Federal Sports Minister Richard Colbeck said that the Australian Health Protection Principal Committee had developed a set of principles that would provide the framework for recommencement of sport from community to the elite level.
He said that officials had contemplated a "staged recommencement of sports".
Australia currently sits at "Level A" restrictions, he said, with a decision on whether to move to "Level B" - which could allow small groups to train together - to be made next week.
A move to "Level C" would be required to allow for full training and recommencement of sport.
AFL boss Gillon McLachlan was "optimistic" the result of the national cabinet meeting would pave a way for a return to football.
The concept of quarantine hubs for players and officials in order to play the AFL season could be either realistic or off the table.
"We'll know a lot more tonight," he said.
"All I'd say is our responsibility is that clearly we're keen to get the game back, but the health and wellbeing of our stakeholders, all the players and everyone is primary. And the community and also leading the community.
"We'll do what the government says … I'm optimistic that today there'll be a path back for us. But what that looks like and when we can train and how that works, we'll know today.

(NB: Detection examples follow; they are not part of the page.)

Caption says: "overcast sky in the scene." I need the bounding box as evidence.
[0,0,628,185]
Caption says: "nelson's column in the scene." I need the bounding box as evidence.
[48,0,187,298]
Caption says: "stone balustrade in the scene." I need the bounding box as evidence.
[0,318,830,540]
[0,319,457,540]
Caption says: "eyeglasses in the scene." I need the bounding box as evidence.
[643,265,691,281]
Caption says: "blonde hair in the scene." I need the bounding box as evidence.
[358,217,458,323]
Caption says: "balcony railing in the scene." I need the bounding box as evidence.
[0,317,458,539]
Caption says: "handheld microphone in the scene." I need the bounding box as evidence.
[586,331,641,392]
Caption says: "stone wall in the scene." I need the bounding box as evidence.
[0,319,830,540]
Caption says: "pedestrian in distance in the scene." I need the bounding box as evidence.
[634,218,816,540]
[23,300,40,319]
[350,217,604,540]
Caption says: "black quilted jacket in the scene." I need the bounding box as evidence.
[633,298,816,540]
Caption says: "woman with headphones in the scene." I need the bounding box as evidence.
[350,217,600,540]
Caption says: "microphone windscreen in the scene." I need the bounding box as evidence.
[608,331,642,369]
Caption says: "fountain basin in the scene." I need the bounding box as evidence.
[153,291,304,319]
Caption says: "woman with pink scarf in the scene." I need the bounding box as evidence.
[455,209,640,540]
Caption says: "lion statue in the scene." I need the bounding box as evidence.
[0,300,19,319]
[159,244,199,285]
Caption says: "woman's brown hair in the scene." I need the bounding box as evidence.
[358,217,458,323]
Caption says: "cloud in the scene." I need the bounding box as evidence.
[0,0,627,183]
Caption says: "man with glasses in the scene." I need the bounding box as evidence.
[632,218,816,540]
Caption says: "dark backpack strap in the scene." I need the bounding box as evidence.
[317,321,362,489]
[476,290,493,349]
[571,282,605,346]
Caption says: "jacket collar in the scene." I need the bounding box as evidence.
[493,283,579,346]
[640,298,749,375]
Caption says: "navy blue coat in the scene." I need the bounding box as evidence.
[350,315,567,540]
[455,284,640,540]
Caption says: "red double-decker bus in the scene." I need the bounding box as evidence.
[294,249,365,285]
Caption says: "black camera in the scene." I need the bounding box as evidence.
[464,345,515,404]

"My understanding is, and things change, is that we'll have a much clearer view of the landscape today and whether we can fly people in and out of games or whether we're having to go into these high-performance spaces or how it looks."
States are not bound to follow the advice, with Victoria remaining the strictest state in Australia for restrictions.
If borders are opened, the league is hopeful that the season could be played as normal with teams flying between the states.
McLachlan maintained that the league continues to have a strong relationship with its players despite a week of criticism from some players that a quarantine hub could be on the cards.
He said that remained an option "in the most extreme scenario".
"All of the options are canvassed in the proposal and as always in these things, the worst case scenario comes out," McLachlan said.
"In the most extreme view of the world, you would have to have a form (of the competition) where borders are closed … there is a form in that scenario.
"We're going to know a lot more this afternoon about is there a return to play path back for us, and what that looks like."
McLachlan refused to be drawn on the suggestion that discussions were being had at "the adults table", as it was dubbed by Collingwood president and coronavirus cabinet member Eddie McGuire.
He said individual circumstances of players would always be considered, and declared the suggestion that they weren't being taken into account as unfair.
"The concept that people are making the decisions and in the planning aren't contemplating what a challenging environment it is, I don't think that's fair, and we've got to work through it once we know what the rules of engagement are," he said.
"There are individual circumstances that are coming out that are quite normal and natural. We'll work through that and the rules are looking different by state and changing every day. The more it opens up, the greater flexibility we have. I'm very confident that we'll get there with a return to play set of protocols.
"Players will feel safe to play and their personal circumstances are able to be managed, knowing that this is going to be tough and to do their jobs and to get this game away, people are going to have to make sacrifices. The players know that, as does everyone in our industry."